Addicted. Addicted to the hurt and the pain.

I felt my purpose was rooted from my pain and hurt.

So without it, how could I be useful to God?

In that very socially awkward experience of crying in the gym-

(an emotional and spiritual workout)

God revealed to me that I was dressing up an "I don't truly want to…" with a "I don't know how to.."

What started as a WWE wrestling match, superficial.. became very real. God continued to use that experience to refine me in my obedience to Him. To speak into that my purpose and worth isn't derived from my trials but from who He says I am, and my purpose is what He calls me to.

That while I am constantly being transformed, I am chosen by Him, and I now I needed to choose Him and continue to choose Him.

This brings me back to the point- We have to make a choice. Can we choose whether or not we have chemical imbalances that make us more susceptible to this way of thinking? No. That's where medication helps. But whether you struggle with mental illness or not- we constantly have to make a choice in our thinking. We choose the things that we watch, read, listen to. Those things leak into how we think and what we entertain in our minds.  This is why you hear people stress the importance of knowing scripture and reading the Bible. Because then God's word is written on our hearts. His word and way become the standard, and we then can strive to make our thoughts obedient to His word. Our minds will search for evidence of Godly and Christ-like ways.

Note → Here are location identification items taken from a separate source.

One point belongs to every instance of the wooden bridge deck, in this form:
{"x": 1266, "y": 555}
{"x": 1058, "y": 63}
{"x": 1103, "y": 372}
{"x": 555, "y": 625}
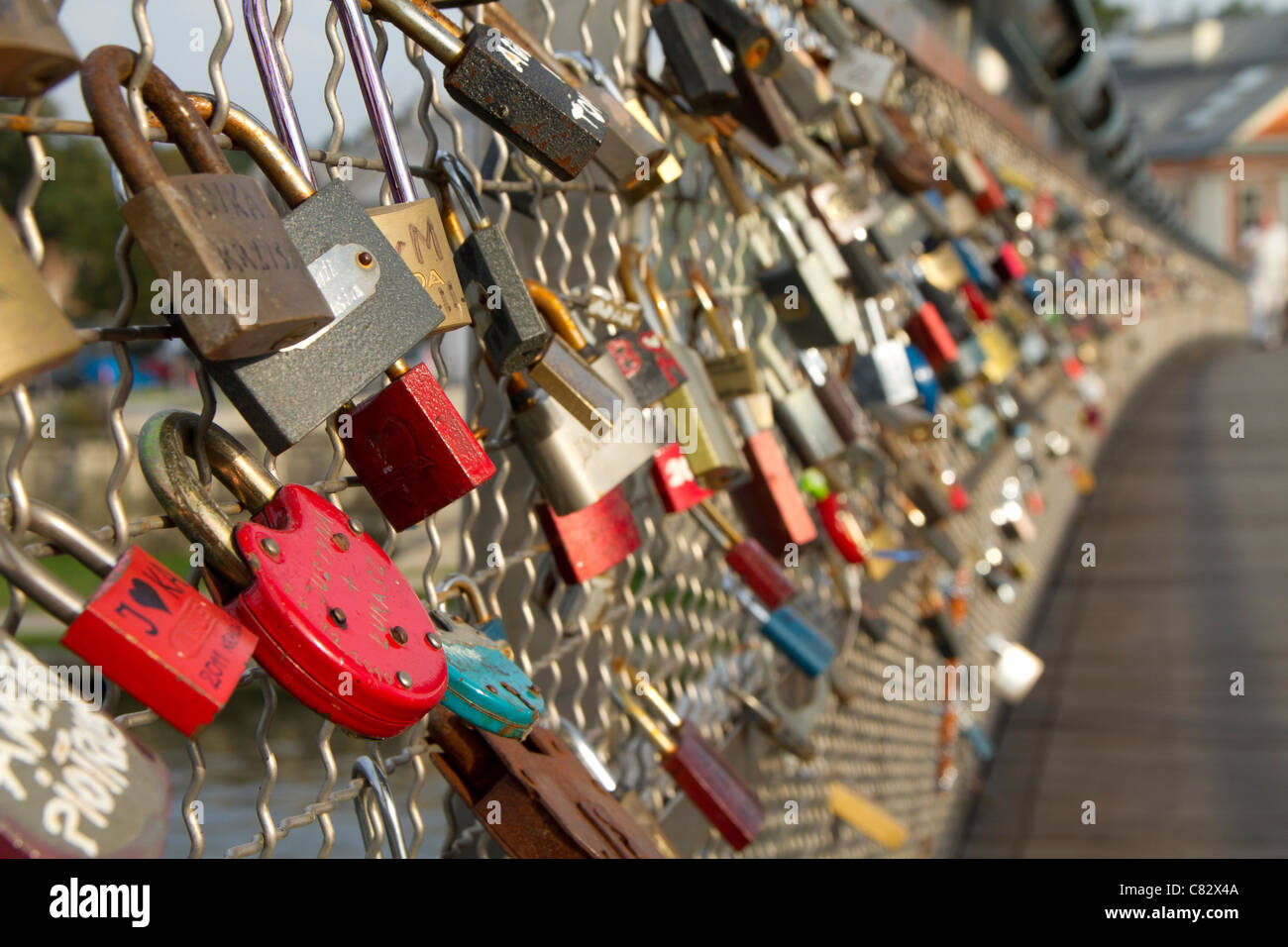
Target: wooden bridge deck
{"x": 1190, "y": 585}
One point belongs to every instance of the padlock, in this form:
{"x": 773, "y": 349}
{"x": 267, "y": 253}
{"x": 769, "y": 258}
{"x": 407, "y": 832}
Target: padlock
{"x": 677, "y": 486}
{"x": 798, "y": 408}
{"x": 747, "y": 558}
{"x": 411, "y": 224}
{"x": 381, "y": 309}
{"x": 35, "y": 54}
{"x": 769, "y": 501}
{"x": 604, "y": 397}
{"x": 156, "y": 637}
{"x": 805, "y": 88}
{"x": 484, "y": 685}
{"x": 552, "y": 806}
{"x": 774, "y": 725}
{"x": 338, "y": 625}
{"x": 716, "y": 789}
{"x": 411, "y": 449}
{"x": 213, "y": 228}
{"x": 809, "y": 303}
{"x": 881, "y": 371}
{"x": 498, "y": 81}
{"x": 863, "y": 814}
{"x": 505, "y": 317}
{"x": 76, "y": 785}
{"x": 694, "y": 56}
{"x": 574, "y": 467}
{"x": 755, "y": 47}
{"x": 591, "y": 540}
{"x": 630, "y": 799}
{"x": 838, "y": 402}
{"x": 632, "y": 155}
{"x": 733, "y": 371}
{"x": 715, "y": 459}
{"x": 38, "y": 335}
{"x": 791, "y": 634}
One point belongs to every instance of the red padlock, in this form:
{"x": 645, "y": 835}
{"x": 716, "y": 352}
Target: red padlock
{"x": 591, "y": 540}
{"x": 412, "y": 450}
{"x": 769, "y": 501}
{"x": 150, "y": 631}
{"x": 677, "y": 486}
{"x": 338, "y": 624}
{"x": 754, "y": 565}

Satan will use any way He can to try and deter us and destroy us. He sneaks in as a thought. He treats our lives as if it was a game. Luckily, He is playing checkers while Our God is playing Chess.

Our thoughts determine our steps. Our steps are being watched and followed.

What are you entertaining? What choices are you making?

Will you choose to set your mind on things above, those things that are eternal?

Or are your choices bonded in your flesh and ever-fleeting?

When we are faced with choices, let us strive to choose whatever is glorifying to God. Let us consistently and unwaveringly set forth to choose God the way that He chose us.